Enfin l’heure vint pour lui de disparaître. Ses rayons allaient caresser d’autres visages ailleurs : le soleil n’est pas fidèle stricto sensu, juste sincère. Luxe que lui seul peut se permettre, même si tant d’autres croient pouvoir l’imiter.

Quelques pas le long de la corniche pour une dernière inspiration, et je rentre chez moi. Arrivé devant l’immeuble imposant, je compose le code d’entrée. Une fois dans l’ascenseur, je me souviens avoir laissé mes clubs sur le toit. Je me glisse donc dans la lucarne du dernier étage pour grimper là-haut. Après ma période d’arrêt habituelle devant le spectacle saisissant, je prends mon fer numéro 7 et une poignée de balles en mousse.
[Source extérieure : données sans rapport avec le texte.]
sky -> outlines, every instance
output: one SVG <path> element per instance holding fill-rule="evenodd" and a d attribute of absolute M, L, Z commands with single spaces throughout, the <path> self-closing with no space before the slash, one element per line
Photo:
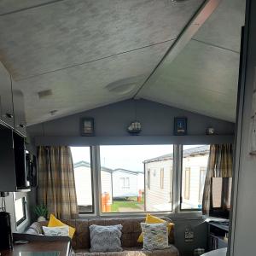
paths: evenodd
<path fill-rule="evenodd" d="M 185 149 L 200 145 L 185 145 Z M 71 147 L 73 162 L 90 162 L 90 147 Z M 101 164 L 110 169 L 124 168 L 143 172 L 143 161 L 173 153 L 173 145 L 101 146 Z"/>

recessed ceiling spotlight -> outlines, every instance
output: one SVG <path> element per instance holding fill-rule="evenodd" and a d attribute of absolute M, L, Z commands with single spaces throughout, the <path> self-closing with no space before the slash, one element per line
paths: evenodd
<path fill-rule="evenodd" d="M 41 100 L 43 98 L 45 98 L 47 96 L 53 95 L 53 93 L 52 93 L 52 90 L 49 89 L 49 90 L 40 90 L 38 92 L 38 95 L 39 99 Z"/>
<path fill-rule="evenodd" d="M 58 112 L 58 110 L 55 109 L 55 110 L 49 111 L 49 113 L 50 113 L 50 115 L 55 115 L 57 112 Z"/>
<path fill-rule="evenodd" d="M 108 84 L 105 88 L 110 92 L 125 95 L 131 92 L 138 84 L 139 78 L 128 78 Z"/>

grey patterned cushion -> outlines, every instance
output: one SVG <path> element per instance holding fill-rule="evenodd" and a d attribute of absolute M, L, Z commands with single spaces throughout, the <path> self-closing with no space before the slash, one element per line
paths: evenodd
<path fill-rule="evenodd" d="M 44 227 L 43 230 L 45 236 L 68 236 L 69 228 L 68 226 L 61 227 Z"/>
<path fill-rule="evenodd" d="M 113 226 L 90 225 L 90 252 L 120 252 L 121 247 L 121 224 Z"/>
<path fill-rule="evenodd" d="M 141 227 L 143 234 L 144 250 L 162 250 L 169 247 L 168 229 L 166 223 L 141 223 Z"/>

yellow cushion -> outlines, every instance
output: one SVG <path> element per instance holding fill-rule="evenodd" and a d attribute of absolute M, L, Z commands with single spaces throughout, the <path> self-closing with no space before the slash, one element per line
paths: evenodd
<path fill-rule="evenodd" d="M 149 213 L 147 214 L 145 223 L 147 224 L 157 224 L 157 223 L 165 223 L 166 222 L 164 219 L 161 219 L 160 218 L 157 218 L 154 215 L 151 215 Z M 174 227 L 174 224 L 170 222 L 167 224 L 168 228 L 168 235 L 170 234 L 172 229 Z M 137 239 L 137 242 L 143 242 L 143 233 L 140 235 L 139 238 Z"/>
<path fill-rule="evenodd" d="M 58 218 L 56 218 L 53 214 L 49 216 L 49 221 L 48 227 L 61 227 L 61 226 L 68 226 Z M 72 239 L 76 230 L 73 227 L 68 226 L 68 236 Z"/>

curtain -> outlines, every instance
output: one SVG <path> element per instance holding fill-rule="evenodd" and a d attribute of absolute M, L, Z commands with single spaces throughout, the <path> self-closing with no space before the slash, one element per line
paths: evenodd
<path fill-rule="evenodd" d="M 211 209 L 212 177 L 232 177 L 232 144 L 211 145 L 202 200 L 203 214 L 209 215 Z"/>
<path fill-rule="evenodd" d="M 38 147 L 38 202 L 59 218 L 79 215 L 69 147 Z"/>

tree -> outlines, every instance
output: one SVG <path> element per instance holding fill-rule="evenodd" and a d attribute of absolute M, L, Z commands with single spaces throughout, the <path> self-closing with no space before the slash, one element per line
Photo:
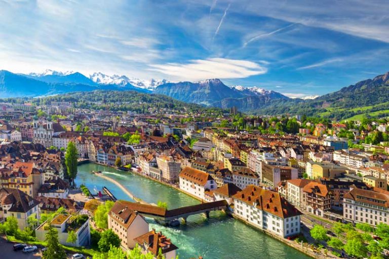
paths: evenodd
<path fill-rule="evenodd" d="M 328 239 L 327 231 L 322 226 L 316 225 L 310 231 L 310 235 L 317 241 L 326 241 Z"/>
<path fill-rule="evenodd" d="M 66 242 L 68 243 L 72 243 L 75 244 L 77 241 L 77 235 L 75 234 L 74 231 L 70 230 L 67 232 L 67 238 L 66 239 Z"/>
<path fill-rule="evenodd" d="M 344 251 L 349 255 L 356 257 L 366 257 L 367 248 L 363 242 L 356 238 L 349 239 L 344 245 Z"/>
<path fill-rule="evenodd" d="M 379 255 L 382 251 L 382 247 L 375 240 L 371 240 L 367 246 L 367 250 L 372 255 Z"/>
<path fill-rule="evenodd" d="M 109 251 L 111 246 L 119 247 L 120 238 L 111 229 L 105 230 L 101 233 L 101 237 L 98 243 L 99 249 L 101 252 L 106 252 Z"/>
<path fill-rule="evenodd" d="M 120 167 L 122 166 L 122 158 L 120 156 L 116 158 L 115 160 L 115 166 L 116 167 Z"/>
<path fill-rule="evenodd" d="M 58 232 L 50 225 L 45 241 L 47 249 L 43 252 L 43 259 L 66 259 L 66 253 L 58 242 Z"/>
<path fill-rule="evenodd" d="M 65 164 L 67 169 L 67 175 L 73 186 L 74 185 L 74 179 L 77 177 L 77 158 L 78 154 L 77 148 L 74 142 L 70 141 L 67 144 L 66 153 L 65 155 Z"/>
<path fill-rule="evenodd" d="M 365 232 L 372 232 L 374 229 L 367 223 L 357 223 L 355 227 Z"/>
<path fill-rule="evenodd" d="M 108 200 L 97 207 L 95 211 L 95 220 L 98 228 L 103 229 L 108 228 L 108 212 L 114 204 L 113 201 Z"/>
<path fill-rule="evenodd" d="M 159 207 L 161 207 L 161 208 L 164 208 L 165 209 L 168 208 L 168 203 L 166 202 L 164 202 L 163 201 L 161 201 L 160 200 L 158 201 L 158 202 L 157 202 L 157 205 Z"/>
<path fill-rule="evenodd" d="M 327 244 L 331 247 L 337 250 L 341 250 L 343 248 L 343 242 L 339 238 L 331 237 L 331 239 L 327 242 Z"/>
<path fill-rule="evenodd" d="M 120 247 L 111 246 L 107 254 L 101 253 L 95 254 L 93 259 L 127 259 L 127 256 Z"/>
<path fill-rule="evenodd" d="M 95 211 L 97 209 L 97 207 L 101 203 L 95 199 L 92 199 L 85 202 L 84 208 L 90 211 L 92 213 L 94 213 Z"/>
<path fill-rule="evenodd" d="M 332 225 L 332 231 L 339 237 L 339 235 L 343 231 L 343 224 L 340 222 L 335 222 Z"/>
<path fill-rule="evenodd" d="M 7 218 L 4 226 L 7 234 L 11 236 L 15 235 L 19 229 L 18 220 L 13 217 L 9 217 Z"/>

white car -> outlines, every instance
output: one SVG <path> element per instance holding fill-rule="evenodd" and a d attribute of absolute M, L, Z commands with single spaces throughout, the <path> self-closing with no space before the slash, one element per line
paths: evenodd
<path fill-rule="evenodd" d="M 82 253 L 75 253 L 71 256 L 71 259 L 83 259 L 85 257 Z"/>
<path fill-rule="evenodd" d="M 23 252 L 29 253 L 31 252 L 34 252 L 36 251 L 38 248 L 34 245 L 27 245 L 24 248 L 23 248 Z"/>

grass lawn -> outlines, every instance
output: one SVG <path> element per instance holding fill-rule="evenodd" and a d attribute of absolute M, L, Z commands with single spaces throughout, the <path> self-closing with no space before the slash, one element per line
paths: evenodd
<path fill-rule="evenodd" d="M 46 243 L 43 241 L 36 240 L 24 242 L 23 241 L 17 239 L 13 236 L 7 236 L 7 238 L 9 241 L 11 242 L 15 242 L 16 243 L 26 243 L 29 245 L 46 246 Z M 63 245 L 61 245 L 64 248 L 64 249 L 67 251 L 72 252 L 74 253 L 80 253 L 83 254 L 84 255 L 90 255 L 93 256 L 95 254 L 99 253 L 99 252 L 97 251 L 91 249 L 86 248 L 85 247 L 75 247 L 73 246 L 68 246 Z"/>

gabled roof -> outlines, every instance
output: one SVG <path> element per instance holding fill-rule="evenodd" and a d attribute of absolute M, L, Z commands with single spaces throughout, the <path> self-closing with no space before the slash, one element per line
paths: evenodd
<path fill-rule="evenodd" d="M 178 249 L 171 242 L 170 239 L 162 235 L 162 232 L 156 232 L 155 230 L 134 238 L 134 240 L 141 245 L 145 244 L 146 247 L 148 247 L 147 250 L 154 255 L 158 254 L 160 248 L 162 249 L 163 254 Z"/>
<path fill-rule="evenodd" d="M 218 193 L 226 197 L 231 197 L 240 192 L 242 189 L 234 184 L 226 184 L 213 191 L 214 193 Z"/>
<path fill-rule="evenodd" d="M 179 177 L 202 186 L 207 184 L 208 181 L 213 180 L 209 174 L 189 166 L 186 166 L 181 171 Z"/>
<path fill-rule="evenodd" d="M 255 205 L 257 208 L 285 219 L 301 215 L 300 212 L 278 193 L 250 185 L 237 193 L 234 199 Z"/>

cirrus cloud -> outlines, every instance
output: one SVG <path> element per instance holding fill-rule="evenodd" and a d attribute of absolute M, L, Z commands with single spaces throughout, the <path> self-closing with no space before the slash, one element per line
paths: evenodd
<path fill-rule="evenodd" d="M 208 78 L 242 78 L 265 74 L 267 68 L 261 64 L 236 59 L 213 58 L 190 60 L 186 64 L 168 63 L 150 65 L 149 70 L 171 77 L 172 80 L 201 80 Z"/>

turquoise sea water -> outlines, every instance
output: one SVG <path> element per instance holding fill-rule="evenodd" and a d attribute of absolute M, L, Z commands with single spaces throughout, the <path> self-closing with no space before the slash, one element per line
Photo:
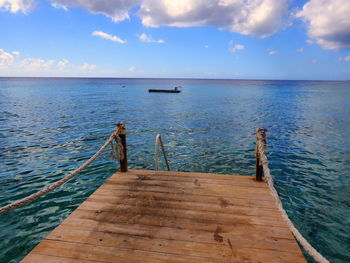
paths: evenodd
<path fill-rule="evenodd" d="M 177 85 L 180 94 L 147 92 Z M 0 206 L 76 169 L 120 120 L 130 168 L 154 169 L 160 133 L 172 170 L 244 175 L 254 174 L 254 132 L 265 126 L 290 218 L 332 262 L 350 262 L 350 82 L 0 78 Z M 0 215 L 0 262 L 22 259 L 117 168 L 105 153 Z"/>

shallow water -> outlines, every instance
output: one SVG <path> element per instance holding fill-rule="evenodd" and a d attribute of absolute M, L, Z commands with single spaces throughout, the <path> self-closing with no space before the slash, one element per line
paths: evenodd
<path fill-rule="evenodd" d="M 183 85 L 180 94 L 148 88 Z M 125 87 L 123 87 L 125 86 Z M 0 79 L 0 206 L 67 175 L 125 120 L 129 167 L 254 174 L 255 128 L 289 216 L 332 262 L 350 262 L 350 82 Z M 164 167 L 164 164 L 162 164 Z M 17 262 L 116 169 L 109 153 L 60 189 L 0 215 L 0 262 Z"/>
Je vise la mer, tant pis si elle est trop loin. Il me semble voir toutes les balles disparaître en elle. Et là-bas, sur la colline, je peux presque distinguer ton visage, comme dans une publicité. Je visualise ton image superposée sur les arbres millénaires, ton portrait s’affiche en 400 par 300. Soudain, c’en est trop, le ciel s’arrange pour devenir orange, Belle & Sebastian chante un texte hallucinant sur un renard dans la neige. Je me demande s’ils prennent de la drogue ou si j’écoute de la poésie, tout simplement. Sans doute un peu des deux. J’ai appris tout ce que je sais par la musique ou la littérature. Je suis une sorte d’usurpateur de sentiments. Je me demande parfois quelle part de moi participe à mes amours, et quelle part de roman il y a.

Quelques gamins poussent la balle sur le terrain de foot en bas. Leurs rires et leurs chamailleries me parviennent dans un accès de bons sentiments. C’est un peu dégoulinant, pourtant j’apprécie toujours le cliché lorsqu’il sait arriver à point. Tout est question de moment.
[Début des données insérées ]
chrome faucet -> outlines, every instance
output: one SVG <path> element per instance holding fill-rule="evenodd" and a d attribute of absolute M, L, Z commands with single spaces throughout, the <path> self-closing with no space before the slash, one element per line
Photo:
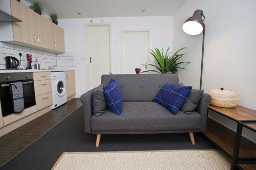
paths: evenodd
<path fill-rule="evenodd" d="M 51 67 L 51 66 L 51 66 L 51 65 L 50 65 L 50 66 L 49 66 L 48 67 L 48 69 L 53 69 L 53 68 L 54 68 L 55 67 L 56 67 L 56 66 L 57 66 L 57 65 L 58 65 L 58 64 L 56 64 L 55 65 L 54 65 L 54 66 L 53 67 Z"/>

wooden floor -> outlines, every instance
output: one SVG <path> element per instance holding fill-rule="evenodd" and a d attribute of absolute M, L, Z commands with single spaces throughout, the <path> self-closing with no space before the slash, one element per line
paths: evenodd
<path fill-rule="evenodd" d="M 74 99 L 1 137 L 0 165 L 36 140 L 81 105 L 79 99 Z"/>
<path fill-rule="evenodd" d="M 211 118 L 204 134 L 231 157 L 233 156 L 236 133 Z M 239 157 L 256 157 L 256 144 L 242 138 Z M 240 165 L 244 169 L 256 169 L 256 165 Z"/>

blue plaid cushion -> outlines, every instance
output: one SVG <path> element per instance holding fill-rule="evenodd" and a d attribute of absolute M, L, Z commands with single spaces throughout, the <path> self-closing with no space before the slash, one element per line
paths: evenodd
<path fill-rule="evenodd" d="M 109 109 L 114 113 L 120 114 L 123 109 L 123 94 L 117 82 L 111 79 L 103 89 Z"/>
<path fill-rule="evenodd" d="M 191 89 L 191 86 L 181 86 L 166 83 L 161 88 L 154 98 L 153 102 L 160 104 L 174 114 L 176 114 L 186 101 Z"/>

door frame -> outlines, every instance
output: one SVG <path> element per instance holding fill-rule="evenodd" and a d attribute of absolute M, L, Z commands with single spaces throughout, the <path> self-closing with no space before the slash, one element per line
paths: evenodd
<path fill-rule="evenodd" d="M 86 62 L 86 83 L 87 91 L 90 90 L 90 57 L 88 55 L 88 29 L 89 27 L 97 26 L 108 26 L 110 35 L 110 72 L 112 71 L 112 35 L 111 35 L 111 24 L 110 22 L 97 22 L 97 23 L 87 23 L 84 24 L 84 39 L 85 39 L 85 62 Z M 88 79 L 87 79 L 87 78 Z"/>
<path fill-rule="evenodd" d="M 151 48 L 151 31 L 150 30 L 144 30 L 144 29 L 139 29 L 139 30 L 122 30 L 120 32 L 120 72 L 121 74 L 123 73 L 123 33 L 147 33 L 147 63 L 150 64 L 150 53 L 149 51 Z"/>

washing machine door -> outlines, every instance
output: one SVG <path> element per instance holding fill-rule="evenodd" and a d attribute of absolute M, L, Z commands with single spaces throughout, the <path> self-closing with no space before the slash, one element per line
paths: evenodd
<path fill-rule="evenodd" d="M 58 96 L 63 96 L 66 92 L 66 85 L 65 81 L 62 79 L 59 79 L 56 81 L 56 85 L 55 86 L 56 89 L 56 92 Z"/>

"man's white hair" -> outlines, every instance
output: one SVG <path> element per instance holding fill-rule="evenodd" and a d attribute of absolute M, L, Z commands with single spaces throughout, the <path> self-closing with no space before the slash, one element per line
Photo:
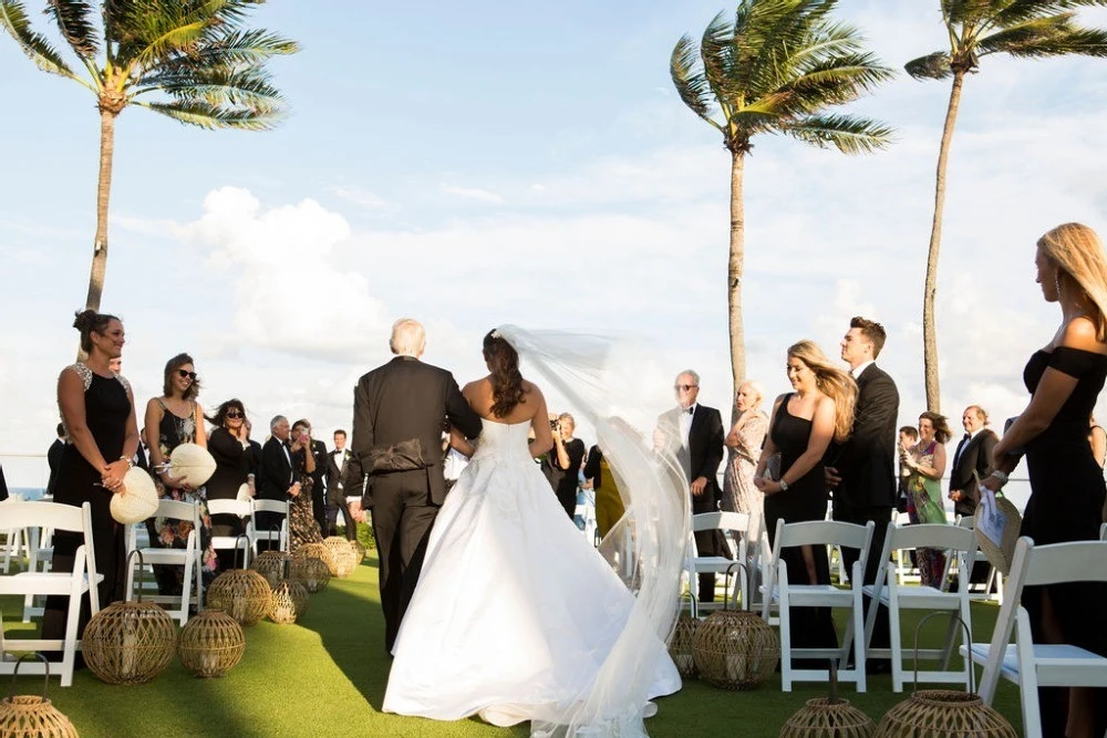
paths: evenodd
<path fill-rule="evenodd" d="M 423 324 L 411 318 L 401 318 L 392 324 L 392 337 L 389 347 L 397 356 L 415 356 L 418 358 L 426 349 L 426 332 Z"/>

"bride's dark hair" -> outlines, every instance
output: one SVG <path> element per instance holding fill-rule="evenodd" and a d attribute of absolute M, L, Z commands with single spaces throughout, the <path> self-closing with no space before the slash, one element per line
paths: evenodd
<path fill-rule="evenodd" d="M 499 333 L 489 331 L 484 341 L 484 356 L 492 372 L 492 414 L 507 417 L 525 402 L 519 353 Z"/>

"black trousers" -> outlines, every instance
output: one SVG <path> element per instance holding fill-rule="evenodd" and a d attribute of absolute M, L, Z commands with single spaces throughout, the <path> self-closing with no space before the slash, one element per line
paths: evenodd
<path fill-rule="evenodd" d="M 835 520 L 851 522 L 858 526 L 865 526 L 870 520 L 876 523 L 876 529 L 872 531 L 872 542 L 869 544 L 869 557 L 865 562 L 866 584 L 872 584 L 877 581 L 877 571 L 880 569 L 880 554 L 884 550 L 884 537 L 888 534 L 888 526 L 891 523 L 892 510 L 894 508 L 890 505 L 855 508 L 835 501 Z M 842 549 L 841 551 L 842 563 L 846 564 L 847 572 L 853 571 L 853 563 L 860 558 L 861 552 L 857 549 Z M 870 601 L 863 597 L 862 600 L 865 600 L 865 612 L 866 617 L 868 617 Z M 879 607 L 880 612 L 877 613 L 877 622 L 872 626 L 872 643 L 870 645 L 873 648 L 888 648 L 891 645 L 891 636 L 888 630 L 888 607 L 883 605 L 879 605 Z M 861 637 L 865 637 L 865 635 L 861 634 Z"/>
<path fill-rule="evenodd" d="M 373 536 L 381 558 L 384 648 L 392 653 L 400 623 L 418 583 L 438 506 L 431 500 L 425 470 L 379 475 L 370 482 L 373 486 Z"/>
La phrase de la semaine, par mon ami Phil

"Tout chez lui était à sa place, à commencer par le cœur, et il ne le savait pas."

Une fin sans sel

Lorsqu’une voix rauque donne envie de tout savoir d’une personne, que les notes s’accordent aux aléas de la pensée. Dans un moment suspendu, j’aspire l’air frais et humide. Je goûte les notes acres de la pluie récente, une chanson de Cat Power dans les écouteurs. Mes pas sont lents et légers, comme cette nuit qui s’avance. Je jette un œil à ma montre, pas d’affolement. Je croise les gens sans les voir, perdu dans la contemplation des mélodies souveraines de Chan Marshall. Enveloppé dans le son, je suis frappé par des évidences variées. Plus tôt, j’ai reçu un message de Claire me disant de ne pas l’attendre ce soir. Elle ne rentrerait pas, ni ce soir, ni les autres. Je pouvais comprendre qu’il n’y ait nul besoin d’expliquer : l’amour s’évanouit, c’est ainsi.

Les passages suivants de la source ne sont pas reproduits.